Doch wer ist Jarl, der dortige Herrscher? Noch nie gehört.
Bitte um kurze Erläuterung.
Beste Grüße, Zandow
|
Theo Stuss
10.12.2003, 17:59
@ dottore
|
Re: Waren diese 'Goten' tatsächlich Waräger? |
-->Hi,
diese Frage dient der zeitlichen Einordnung. Waren diese Söldner Waräger der Kiewer Rus und zogen mit dem Sold aus Kleinasien und der Ukraine wieder heim nach Schweden?
Aus welcher Zeit stammen diese Münzen?
Da man sich wahrscheinlich in Skandinavien nicht viel dafür kaufen konnte, wurde es von den Rückkehrer also gehortet, bis deutsche Händler die Skandinavier als"Goldmine" entdeckten.
Warum forderten die Skandinavier zur Zeit des Danegeldes Gold und Silber, wenn man doch daheim nichts dafür bekam?

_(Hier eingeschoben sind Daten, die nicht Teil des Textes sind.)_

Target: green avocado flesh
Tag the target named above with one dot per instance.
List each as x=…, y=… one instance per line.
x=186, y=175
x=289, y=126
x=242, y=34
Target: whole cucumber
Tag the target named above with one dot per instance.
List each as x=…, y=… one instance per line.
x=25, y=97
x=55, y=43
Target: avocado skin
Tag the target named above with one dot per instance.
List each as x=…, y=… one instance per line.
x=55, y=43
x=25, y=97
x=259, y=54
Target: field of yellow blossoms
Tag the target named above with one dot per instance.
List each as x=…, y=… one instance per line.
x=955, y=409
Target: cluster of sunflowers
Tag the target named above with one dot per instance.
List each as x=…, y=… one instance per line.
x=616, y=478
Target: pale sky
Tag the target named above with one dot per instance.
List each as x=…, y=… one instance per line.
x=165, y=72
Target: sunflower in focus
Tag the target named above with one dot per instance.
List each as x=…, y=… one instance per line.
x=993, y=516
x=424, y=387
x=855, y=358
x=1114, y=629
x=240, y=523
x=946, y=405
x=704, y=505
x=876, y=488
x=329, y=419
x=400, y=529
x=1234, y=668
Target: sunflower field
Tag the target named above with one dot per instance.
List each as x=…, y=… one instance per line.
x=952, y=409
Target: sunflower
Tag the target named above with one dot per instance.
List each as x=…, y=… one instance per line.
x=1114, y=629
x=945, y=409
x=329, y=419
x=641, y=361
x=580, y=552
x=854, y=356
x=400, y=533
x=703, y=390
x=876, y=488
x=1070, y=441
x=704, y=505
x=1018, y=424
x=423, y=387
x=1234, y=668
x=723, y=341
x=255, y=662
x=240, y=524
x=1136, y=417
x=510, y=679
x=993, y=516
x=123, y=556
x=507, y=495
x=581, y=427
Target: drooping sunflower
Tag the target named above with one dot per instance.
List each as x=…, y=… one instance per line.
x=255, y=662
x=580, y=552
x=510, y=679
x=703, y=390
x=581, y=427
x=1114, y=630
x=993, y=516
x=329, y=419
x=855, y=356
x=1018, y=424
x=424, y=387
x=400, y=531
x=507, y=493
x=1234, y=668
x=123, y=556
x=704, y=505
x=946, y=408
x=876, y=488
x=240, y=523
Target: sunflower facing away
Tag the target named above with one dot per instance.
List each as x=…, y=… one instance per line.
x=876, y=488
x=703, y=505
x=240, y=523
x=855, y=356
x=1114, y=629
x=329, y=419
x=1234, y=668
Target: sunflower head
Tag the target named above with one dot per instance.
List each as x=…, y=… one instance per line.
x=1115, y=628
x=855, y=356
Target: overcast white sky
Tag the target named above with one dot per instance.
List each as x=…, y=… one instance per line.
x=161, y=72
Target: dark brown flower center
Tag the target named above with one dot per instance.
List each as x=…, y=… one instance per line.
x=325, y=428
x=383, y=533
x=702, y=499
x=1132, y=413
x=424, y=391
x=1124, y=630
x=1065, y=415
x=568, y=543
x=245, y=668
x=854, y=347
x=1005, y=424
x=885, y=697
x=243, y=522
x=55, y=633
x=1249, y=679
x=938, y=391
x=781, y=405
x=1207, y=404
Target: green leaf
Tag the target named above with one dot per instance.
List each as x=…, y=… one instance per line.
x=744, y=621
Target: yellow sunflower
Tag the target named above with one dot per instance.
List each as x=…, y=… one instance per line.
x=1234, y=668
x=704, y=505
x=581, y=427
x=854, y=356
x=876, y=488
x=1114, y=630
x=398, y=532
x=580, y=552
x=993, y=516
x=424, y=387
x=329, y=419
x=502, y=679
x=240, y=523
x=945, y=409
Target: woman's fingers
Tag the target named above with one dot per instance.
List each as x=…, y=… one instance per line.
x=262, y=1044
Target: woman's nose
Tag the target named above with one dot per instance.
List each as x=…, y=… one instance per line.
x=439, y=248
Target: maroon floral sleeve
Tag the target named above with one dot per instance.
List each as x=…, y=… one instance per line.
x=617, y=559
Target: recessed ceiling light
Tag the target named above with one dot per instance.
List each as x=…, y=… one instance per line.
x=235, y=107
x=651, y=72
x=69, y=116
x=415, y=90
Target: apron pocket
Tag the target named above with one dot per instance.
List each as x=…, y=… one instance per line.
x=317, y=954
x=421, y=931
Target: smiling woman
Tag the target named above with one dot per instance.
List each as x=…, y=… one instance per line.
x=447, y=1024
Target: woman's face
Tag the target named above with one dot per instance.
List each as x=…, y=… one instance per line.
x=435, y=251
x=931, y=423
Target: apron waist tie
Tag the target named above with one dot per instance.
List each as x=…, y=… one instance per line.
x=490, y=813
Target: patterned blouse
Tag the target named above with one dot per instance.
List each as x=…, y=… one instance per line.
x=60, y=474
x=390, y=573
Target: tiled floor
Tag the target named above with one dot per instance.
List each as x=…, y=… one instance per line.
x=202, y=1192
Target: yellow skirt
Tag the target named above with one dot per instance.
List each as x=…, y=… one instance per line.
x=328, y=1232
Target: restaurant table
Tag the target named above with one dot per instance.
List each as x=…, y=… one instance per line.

Wegen einer Kombination aus Raub und Handel?
Gold und Silber aus England ging an die Wikinger, die tauschten es an die Waräger, die dafür Waren in Byzanz bekamen, wobei aber netto durch Söldnerdienste das Edelmetall weiter nach Schweden floß? Wie lief das?
Welcher Zeitverzug besteht zwischen dem Erwerb der Münzen in Byzanz und dem Nordhandel der Hanse?
Gruß,
Theo
|
Theo Stuss
10.12.2003, 18:01
@ Zandow
|
Re: Jarl = Earl=Landgraf (owT) |
-->
|
Zandow
10.12.2003, 18:11
@ Theo Stuss
|
Danke. Muss man halt wissen, sowas. (owT) |
-->
|
Theo Stuss
10.12.2003, 18:13
@ dottore
|
Re: Abstieg Ostroms, ein fataler Winter |
-->Ich glaube, ich habe da mal was von Toynbee gelesen, daß es einmal Ende des 9.jhr. in Kleinasien einen furchtbaren Winter gegeben hatte, der die Grenzbauern, die gegen den islamischen Herrschaftsbereich als Reservisten eingesetzt worden waren, ihre Existenz gekostet hatte.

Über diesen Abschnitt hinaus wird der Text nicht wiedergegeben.